In sum, the present kinetic modeling was able to describe the dissolution and partitioning of ritonavir in the BiPHa+ dissolution test on the basis of the dispersion and dissolution behavior of a ritonavir-ASD via API-rich nano-droplets generated by LLPS. The model considered the impact of nano-droplet size on ritonavir dissolution and partitioning as well. Furthermore, the model was able to quantify the amount of growing (M_lND) and shrinking (M_sND) particles by the Ostwald ripening. The described mechanism provides an additional aspect of the reservoir effect of API-rich nano-droplets by LLPS, which in turn, can explain the potential of ASDs to increase the dissolution rate of the incorporated API and to enhance its bioavailability.

4. Conclusions

A fully automated, small-scale, one-vessel biphasic dissolution setup (BiPHa+) was developed, which was characterized by the volume ratio of aqueous and organic phase, the ratio of absorption area to aqueous volume, as well as the concentration of ritonavir in the aqueous phase. UV- quantification in both layers was suitable to determine the drug concentration despite the appearance of scattering or overlapping spectra. One major advantage of BiPHa+ apparatus is the automation of critical analytic parameters such as dispensing of liquids and pH adjustment. The control of hydrodynamics is realized by triangle magnetic stirrers creating a turbulent movement of the aqueous phase. The one-vessel dissolution method is able to generate comparable data to the biphasic method of Xu et al. [33] consisting of a combination of USP apparatus II and IV, which has already demonstrated in vivo relevance [36,39].

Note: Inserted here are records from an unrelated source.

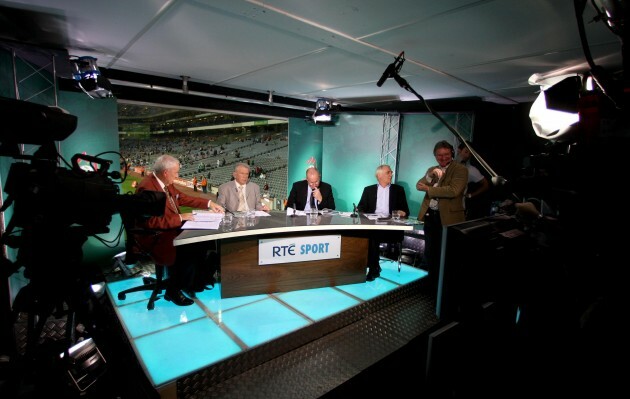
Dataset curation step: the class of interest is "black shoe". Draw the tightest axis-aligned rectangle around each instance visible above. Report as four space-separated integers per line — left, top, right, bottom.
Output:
164 290 195 306
365 267 381 281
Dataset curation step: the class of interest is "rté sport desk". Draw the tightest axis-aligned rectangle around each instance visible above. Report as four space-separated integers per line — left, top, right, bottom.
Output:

Both media Bi-FaSSIF and Bi-FaSSIF-V2 led to complex partitioning profiles, while the partitioning rate of the experiment in surfactant-free medium was more homogeneous and reached a much lower level of distributed drug in the organic phase. Thus, constitution and redissolution were significantly influenced by biorelevant surfactants.

In order to get a deeper insight into these complex behaviors, a kinetic model was implemented including the transformation of the nano-droplets, which was necessary to explain the sigmoidal distribution kinetics profile. The kinetic model described the setup mathematically, and parametrized the processes of disintegration, dissolution, precipitation as nano-droplets, re-dissolution, and absorption. As a result, the redissolution step was the time limiting step in all cases. Ostwald ripening of nano-droplets is proposed as a new effect, which can possibly influence the drug dissolution from an ASD. Beside supersaturation, an improved redissolution of precipitated API also provides an essential contribution to enhanced drug dissolution from an ASDs.